Kenyans appreciate Chinese investment and technology – but they seem to prefer the more positive approach of the US. It’s no secret that China and the US are in competition for global dominance, seeking influence over other governments and access to markets and resources.
US China Competition in Africa and China
Part of that competition takes place in Africa and in Kenya. Thankfully that competition hasn’t crossed the Rubicon and spilled into violence but the nature of modern conflict between powerful actors seldom becomes a full-blown war until only after all the other tools at the nation’s disposal have been flexed. These days that could mean politics, diplomacy, economic influence, cultural engagement or messaging campaigns.
War is the last resort and even when it does occur it can be fought through proxies and in a very controlled and constrained manner (such as Russia’s recent invasion of Ukraine).
China and Russia in Africa
In Africa China scrupulously avoids involving itself in anything that vaguely resembles security: it seems to have an informal agreement with the Russians to leave security engagements on the continent to them. The Russians in turn often deliver those engagements through ‘private military companies’ – the polite modern term for mercenaries such as the notorious Wagner Group.

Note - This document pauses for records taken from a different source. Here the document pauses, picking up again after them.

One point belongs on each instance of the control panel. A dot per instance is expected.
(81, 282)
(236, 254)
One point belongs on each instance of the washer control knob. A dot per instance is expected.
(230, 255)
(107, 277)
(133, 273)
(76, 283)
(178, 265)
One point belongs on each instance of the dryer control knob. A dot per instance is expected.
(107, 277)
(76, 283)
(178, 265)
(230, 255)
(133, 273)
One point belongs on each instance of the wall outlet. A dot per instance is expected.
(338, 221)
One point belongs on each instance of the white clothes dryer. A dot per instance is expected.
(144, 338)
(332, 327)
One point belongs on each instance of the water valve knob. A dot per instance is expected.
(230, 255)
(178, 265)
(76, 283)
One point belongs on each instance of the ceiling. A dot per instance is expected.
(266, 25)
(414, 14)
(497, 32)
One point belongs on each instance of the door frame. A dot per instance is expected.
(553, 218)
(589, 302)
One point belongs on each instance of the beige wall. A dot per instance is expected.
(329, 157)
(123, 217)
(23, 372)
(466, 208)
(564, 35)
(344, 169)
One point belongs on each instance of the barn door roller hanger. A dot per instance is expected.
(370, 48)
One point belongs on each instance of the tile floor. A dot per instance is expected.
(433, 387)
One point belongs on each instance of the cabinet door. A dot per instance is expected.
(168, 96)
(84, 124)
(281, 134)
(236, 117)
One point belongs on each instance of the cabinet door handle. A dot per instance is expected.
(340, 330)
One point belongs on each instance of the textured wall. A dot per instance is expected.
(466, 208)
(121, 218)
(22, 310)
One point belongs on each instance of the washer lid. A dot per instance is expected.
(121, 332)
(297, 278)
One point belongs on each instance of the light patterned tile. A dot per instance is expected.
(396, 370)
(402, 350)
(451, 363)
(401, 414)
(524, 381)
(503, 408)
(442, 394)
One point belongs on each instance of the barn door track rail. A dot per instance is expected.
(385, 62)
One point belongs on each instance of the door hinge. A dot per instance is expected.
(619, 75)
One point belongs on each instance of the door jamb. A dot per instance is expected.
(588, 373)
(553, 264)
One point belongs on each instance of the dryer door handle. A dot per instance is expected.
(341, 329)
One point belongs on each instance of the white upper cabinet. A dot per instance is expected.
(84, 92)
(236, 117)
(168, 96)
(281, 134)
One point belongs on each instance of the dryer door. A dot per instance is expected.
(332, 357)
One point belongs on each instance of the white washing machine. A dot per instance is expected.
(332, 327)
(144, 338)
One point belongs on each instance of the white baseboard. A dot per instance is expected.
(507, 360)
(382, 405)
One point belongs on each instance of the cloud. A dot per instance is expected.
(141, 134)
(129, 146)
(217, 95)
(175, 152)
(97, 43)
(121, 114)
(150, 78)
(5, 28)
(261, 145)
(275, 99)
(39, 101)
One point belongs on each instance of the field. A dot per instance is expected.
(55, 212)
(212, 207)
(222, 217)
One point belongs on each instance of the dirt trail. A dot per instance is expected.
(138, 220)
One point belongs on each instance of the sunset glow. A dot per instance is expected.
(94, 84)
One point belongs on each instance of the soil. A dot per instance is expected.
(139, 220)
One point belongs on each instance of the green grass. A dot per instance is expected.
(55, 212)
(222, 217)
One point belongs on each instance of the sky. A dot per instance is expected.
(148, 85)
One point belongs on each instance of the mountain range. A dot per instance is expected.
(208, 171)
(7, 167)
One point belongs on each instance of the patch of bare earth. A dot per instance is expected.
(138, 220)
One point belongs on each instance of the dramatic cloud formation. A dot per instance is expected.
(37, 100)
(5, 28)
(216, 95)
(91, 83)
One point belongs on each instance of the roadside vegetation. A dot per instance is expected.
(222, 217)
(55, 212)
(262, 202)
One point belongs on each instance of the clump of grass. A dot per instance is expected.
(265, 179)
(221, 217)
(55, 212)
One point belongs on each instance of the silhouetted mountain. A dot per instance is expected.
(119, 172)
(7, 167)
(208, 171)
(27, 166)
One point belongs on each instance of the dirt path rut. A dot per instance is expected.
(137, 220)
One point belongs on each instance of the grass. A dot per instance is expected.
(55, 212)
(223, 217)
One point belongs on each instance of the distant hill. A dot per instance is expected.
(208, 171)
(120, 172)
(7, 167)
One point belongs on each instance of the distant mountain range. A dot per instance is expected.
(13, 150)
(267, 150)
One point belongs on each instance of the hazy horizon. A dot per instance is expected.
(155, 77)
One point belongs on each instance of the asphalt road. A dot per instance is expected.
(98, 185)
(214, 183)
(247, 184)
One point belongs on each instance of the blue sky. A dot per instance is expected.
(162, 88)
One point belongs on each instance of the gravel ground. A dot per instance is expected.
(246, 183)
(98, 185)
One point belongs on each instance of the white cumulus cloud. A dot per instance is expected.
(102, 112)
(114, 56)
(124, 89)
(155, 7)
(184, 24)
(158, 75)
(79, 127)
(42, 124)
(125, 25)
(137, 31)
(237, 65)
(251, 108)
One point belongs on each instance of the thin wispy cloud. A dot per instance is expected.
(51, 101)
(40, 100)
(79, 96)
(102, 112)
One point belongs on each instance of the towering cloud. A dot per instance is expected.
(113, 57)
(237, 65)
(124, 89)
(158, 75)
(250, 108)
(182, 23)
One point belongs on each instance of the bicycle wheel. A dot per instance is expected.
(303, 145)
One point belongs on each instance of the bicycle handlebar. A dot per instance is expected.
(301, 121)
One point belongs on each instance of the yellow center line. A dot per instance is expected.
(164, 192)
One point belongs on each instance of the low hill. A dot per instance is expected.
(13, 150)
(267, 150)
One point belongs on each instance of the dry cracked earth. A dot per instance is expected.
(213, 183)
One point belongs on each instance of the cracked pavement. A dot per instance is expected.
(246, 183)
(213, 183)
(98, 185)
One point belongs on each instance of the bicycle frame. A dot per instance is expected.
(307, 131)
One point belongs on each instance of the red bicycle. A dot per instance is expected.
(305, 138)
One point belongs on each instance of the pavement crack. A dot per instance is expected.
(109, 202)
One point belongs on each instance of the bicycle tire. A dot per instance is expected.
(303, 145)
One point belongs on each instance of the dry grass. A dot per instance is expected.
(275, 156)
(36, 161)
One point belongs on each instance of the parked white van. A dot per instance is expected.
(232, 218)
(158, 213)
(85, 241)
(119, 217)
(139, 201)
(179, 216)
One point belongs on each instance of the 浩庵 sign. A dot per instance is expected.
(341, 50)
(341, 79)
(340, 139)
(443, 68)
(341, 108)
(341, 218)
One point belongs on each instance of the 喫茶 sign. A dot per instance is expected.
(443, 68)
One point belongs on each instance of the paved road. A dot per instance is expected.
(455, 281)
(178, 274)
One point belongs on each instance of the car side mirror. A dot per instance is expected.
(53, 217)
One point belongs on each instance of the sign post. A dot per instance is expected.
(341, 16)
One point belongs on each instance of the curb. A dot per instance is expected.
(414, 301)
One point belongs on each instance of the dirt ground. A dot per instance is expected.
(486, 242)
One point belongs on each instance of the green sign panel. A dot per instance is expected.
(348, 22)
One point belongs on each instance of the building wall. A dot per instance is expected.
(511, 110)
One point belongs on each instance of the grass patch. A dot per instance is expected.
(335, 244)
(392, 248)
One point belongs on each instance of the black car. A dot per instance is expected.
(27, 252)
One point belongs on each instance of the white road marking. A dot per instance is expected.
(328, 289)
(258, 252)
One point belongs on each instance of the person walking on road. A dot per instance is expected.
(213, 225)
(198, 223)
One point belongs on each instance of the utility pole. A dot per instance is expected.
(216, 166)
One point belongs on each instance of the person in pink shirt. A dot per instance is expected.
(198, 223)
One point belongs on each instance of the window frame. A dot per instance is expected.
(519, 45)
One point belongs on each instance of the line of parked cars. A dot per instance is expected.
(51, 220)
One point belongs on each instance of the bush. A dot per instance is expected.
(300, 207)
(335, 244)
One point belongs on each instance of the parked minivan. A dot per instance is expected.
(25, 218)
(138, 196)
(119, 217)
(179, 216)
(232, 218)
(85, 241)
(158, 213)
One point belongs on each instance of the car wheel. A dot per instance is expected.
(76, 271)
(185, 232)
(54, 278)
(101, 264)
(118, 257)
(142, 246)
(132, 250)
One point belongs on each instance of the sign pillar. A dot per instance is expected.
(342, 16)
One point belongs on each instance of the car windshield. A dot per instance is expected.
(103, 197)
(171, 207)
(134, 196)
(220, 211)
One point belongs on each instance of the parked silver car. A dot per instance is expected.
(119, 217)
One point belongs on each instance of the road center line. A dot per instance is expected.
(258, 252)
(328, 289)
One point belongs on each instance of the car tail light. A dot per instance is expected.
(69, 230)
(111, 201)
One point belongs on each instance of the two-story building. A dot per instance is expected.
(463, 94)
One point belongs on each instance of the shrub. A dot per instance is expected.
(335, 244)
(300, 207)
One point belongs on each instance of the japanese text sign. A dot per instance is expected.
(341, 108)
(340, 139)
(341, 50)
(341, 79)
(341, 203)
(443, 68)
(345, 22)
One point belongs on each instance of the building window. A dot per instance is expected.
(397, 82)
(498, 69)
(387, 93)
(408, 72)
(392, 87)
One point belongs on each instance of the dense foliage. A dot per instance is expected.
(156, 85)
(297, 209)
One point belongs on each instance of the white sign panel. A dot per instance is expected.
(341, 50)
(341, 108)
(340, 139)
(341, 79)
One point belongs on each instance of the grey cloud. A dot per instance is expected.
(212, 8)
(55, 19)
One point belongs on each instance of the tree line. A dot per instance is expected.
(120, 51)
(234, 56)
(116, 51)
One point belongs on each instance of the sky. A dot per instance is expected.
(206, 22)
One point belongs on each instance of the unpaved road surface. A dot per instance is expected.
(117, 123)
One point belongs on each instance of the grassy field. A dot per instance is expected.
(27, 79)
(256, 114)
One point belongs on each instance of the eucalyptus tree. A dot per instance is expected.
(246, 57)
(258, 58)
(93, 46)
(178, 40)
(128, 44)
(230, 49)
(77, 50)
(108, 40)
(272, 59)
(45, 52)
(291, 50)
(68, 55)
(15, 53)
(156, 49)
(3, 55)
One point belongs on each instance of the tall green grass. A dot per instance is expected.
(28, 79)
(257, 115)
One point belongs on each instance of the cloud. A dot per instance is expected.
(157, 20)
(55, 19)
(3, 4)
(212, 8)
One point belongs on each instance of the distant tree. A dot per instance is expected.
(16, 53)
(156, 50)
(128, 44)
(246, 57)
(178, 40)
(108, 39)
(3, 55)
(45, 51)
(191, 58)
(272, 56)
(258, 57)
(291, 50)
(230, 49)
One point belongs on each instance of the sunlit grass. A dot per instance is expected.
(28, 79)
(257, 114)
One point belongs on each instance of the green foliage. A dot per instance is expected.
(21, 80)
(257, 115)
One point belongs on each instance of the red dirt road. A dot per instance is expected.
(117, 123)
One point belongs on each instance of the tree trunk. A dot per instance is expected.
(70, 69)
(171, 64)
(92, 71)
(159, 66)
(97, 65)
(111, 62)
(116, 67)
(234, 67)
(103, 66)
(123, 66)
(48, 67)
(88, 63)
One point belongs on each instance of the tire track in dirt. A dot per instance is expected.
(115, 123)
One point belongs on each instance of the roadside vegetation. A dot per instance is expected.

China focuses on the other elements of power. In Kenya, the obvious manifestation is investment, especially in infrastructure. It is impossible to miss China’s road-building effort, Lamu Port, the SGR railway that links Nairobi to Mombasa, and the new fleet of electric buses that will soon flood the streets of Nairobi.
The effort has always been accompanied by messaging to highlight China’s achievements, its partnership with the Kenyan government and the people of Kenya. The face of a recent advertising campaign for the Chinese technology firm, Tecno, was Kenya’s marathon hero, Eliud Kipchoge. That said, even his face on the posters didn’t stop people worrying about the reported intrusive software on Chinese products, since all Chinese businesses are so closely linked to the Chinese government.
Many Kenyans also worry about the cut-throat business practices of the Chinese, an obvious example being the China Square supermarket scandal in February.
However, since March China’s messaging in Kenya, via its Embassy and its journalists-for-hire in the Kenyan media, has become not just intensely pro-Chinese but also aggressively anti-US. It still pushes out reams of text highlighting China’s response to COVID (sadly undermined by the WHO declaring that China WAS responsible for COVID in January).
It publicizes its economic recovery but it doesn’t take long to find reliable international sources that raises questions about those claims. But China does, nonetheless, put a lot of effort into ‘puffing’ itself up for the Kenyan audience.
But in the past two months, almost half of the messages from Chinese sources in Kenya deliberately targets the US: the levels of gun violence and drug abuse; the alleged bombing of the Nordstream II oil pipeline in the Baltic Sea (for which there is no evidence, just a lot of conspiracy theories); and the impending collapse of the US democratic system, likely at the tiny hands of an orange-hued man with a bad hairstyle and a loose relationship with the truth.
It seems that China is worried that it may be losing its popularity in Kenya, as the so-called ‘Chinese debt trap’ looms because many of those well-publicized investments were actually loans with usurious terms applied. The US has recently been pushing its ‘soft power’ tools, including a $126 million USAID donation in February to counter the effects of climate change.
There have also been high-profile visits such as that of the First Lady of the United States (FLOTUS), Jill Biden in late February. The US Ambassador, Meg Whitman, is highly visible across a range of activities, not just in terms of business, but also the rights of women and children, enhancing the capacity of democratic institutions and securing Kenya against threats such as Somalia’s al-Shabaab.
Which seems to be resonating better with the population of Kenya? For most it would appear to be the positive, no-strings-attached, feed good and, interestingly, women-led, approach of the US.